Bu açıklamalardan rahatsız olduğu besbelli olan Amerika’nın Dışişleri Bakanı Rice ve Savunma Bakanı Gates peşpeşe açıklamalar yapmak suretiyle, Türkiye’nin Kuzey Irak’ta silah kullanmaması gerektiğini; PKK sorununun da üçlü görüşmeler youyla çözülebileceğini anlatmaya çalışıyorlar. Ama her halükarda Türk Milletinin ve Türk Silahlı Kuvvetleri’nin sabrının sona erdiğini görüyor olmalılar. Çünkü yaptıkları açıklamalarda, ‘sakın haaa, aklınızdan bile geçirmeyin’ tonları artık ya kalmadı ya da iyice azaldı. İşin o bölümünü Türkiye’de Türkçe yayın yapan gazete ve televizyonlar üstlenmiş görünüyorlar.

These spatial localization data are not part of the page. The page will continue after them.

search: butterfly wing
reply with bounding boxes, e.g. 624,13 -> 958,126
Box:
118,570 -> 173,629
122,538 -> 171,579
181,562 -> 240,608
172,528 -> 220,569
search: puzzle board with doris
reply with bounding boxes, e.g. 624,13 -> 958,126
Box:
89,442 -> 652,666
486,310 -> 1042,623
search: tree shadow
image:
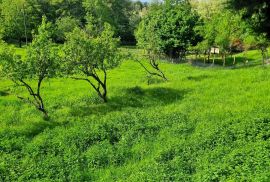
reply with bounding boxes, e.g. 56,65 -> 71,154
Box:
146,77 -> 166,85
112,86 -> 188,107
22,120 -> 63,139
0,90 -> 10,97
69,87 -> 190,117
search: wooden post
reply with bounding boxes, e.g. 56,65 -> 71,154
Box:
266,50 -> 269,64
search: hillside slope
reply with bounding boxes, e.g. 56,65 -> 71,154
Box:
0,49 -> 270,181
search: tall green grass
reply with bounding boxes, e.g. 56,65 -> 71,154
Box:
0,47 -> 270,181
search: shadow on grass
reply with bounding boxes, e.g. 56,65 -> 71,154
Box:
187,75 -> 211,82
22,120 -> 62,138
69,87 -> 190,117
0,118 -> 63,145
0,90 -> 10,96
147,77 -> 166,85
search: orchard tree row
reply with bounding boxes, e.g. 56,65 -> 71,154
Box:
0,17 -> 122,118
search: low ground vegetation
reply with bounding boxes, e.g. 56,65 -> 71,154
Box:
1,47 -> 270,181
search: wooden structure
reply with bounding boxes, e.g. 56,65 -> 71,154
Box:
210,46 -> 219,64
210,47 -> 219,54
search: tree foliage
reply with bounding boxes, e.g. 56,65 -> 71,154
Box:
83,0 -> 142,44
0,0 -> 29,46
54,16 -> 81,43
214,11 -> 244,65
190,0 -> 227,19
136,0 -> 200,59
227,0 -> 270,38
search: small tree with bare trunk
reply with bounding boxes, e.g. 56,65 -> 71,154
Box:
0,17 -> 59,118
63,23 -> 121,103
135,11 -> 167,82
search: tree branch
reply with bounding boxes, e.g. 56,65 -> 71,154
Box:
135,58 -> 167,81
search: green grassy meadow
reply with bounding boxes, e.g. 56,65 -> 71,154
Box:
1,47 -> 270,181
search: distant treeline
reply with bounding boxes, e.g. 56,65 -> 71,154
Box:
0,0 -> 148,46
0,0 -> 269,57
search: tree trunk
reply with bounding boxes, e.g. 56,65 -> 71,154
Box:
223,54 -> 226,67
102,94 -> 108,103
19,37 -> 22,48
36,77 -> 48,118
100,82 -> 107,103
243,51 -> 247,65
22,3 -> 28,46
39,107 -> 48,119
18,78 -> 48,118
169,49 -> 173,60
207,52 -> 210,63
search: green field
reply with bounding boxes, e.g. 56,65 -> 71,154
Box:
1,48 -> 270,181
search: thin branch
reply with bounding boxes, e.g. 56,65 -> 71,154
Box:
135,58 -> 167,81
70,76 -> 99,94
17,95 -> 39,109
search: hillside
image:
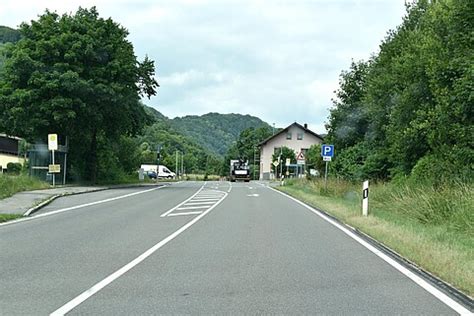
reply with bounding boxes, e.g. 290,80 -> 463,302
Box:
0,26 -> 21,70
0,26 -> 21,43
170,112 -> 271,156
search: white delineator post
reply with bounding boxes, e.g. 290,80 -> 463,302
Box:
362,180 -> 369,216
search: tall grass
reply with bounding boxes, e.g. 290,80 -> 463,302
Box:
372,181 -> 473,235
286,178 -> 473,235
0,173 -> 50,200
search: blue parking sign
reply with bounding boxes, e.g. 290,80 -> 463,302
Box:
321,144 -> 334,158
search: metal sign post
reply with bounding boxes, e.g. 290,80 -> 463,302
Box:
48,134 -> 58,187
362,180 -> 369,216
272,160 -> 279,180
321,145 -> 334,190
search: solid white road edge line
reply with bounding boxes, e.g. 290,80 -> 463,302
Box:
159,185 -> 204,217
50,190 -> 228,316
0,185 -> 169,228
167,211 -> 203,216
269,186 -> 471,315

Amerika şunu iyi bilmeli ki,
Genelkurmay’ın Cuma gecesi yayımladığı bildirinin ikinci paragrafı içerde AKP Hükümeti ile hükümete destek veren çevrelere dışarda ise Amerika’ya bir kafa tutma şeklinde değerlendirilmelidir. Çünkü içerde ve dışardaki herkese TSK’nın kararlılığını ifade eden bölümü başka şekilde yorumlanamaz. Bildiride yer alan ifade ile Peşmergelerin orada görev yapan askerlerimize karşı her hangi bir saygısızlığı veya eylemi olması halinde, bütün Kuzey Irak’ın Barzani-Talabani ikilisinin başına yıkılacağı anlatılıyor. Ve böyle bir işe girişmek için hükümetten veya Meclis’den yetki beklenmeyeceği belirtiliyor.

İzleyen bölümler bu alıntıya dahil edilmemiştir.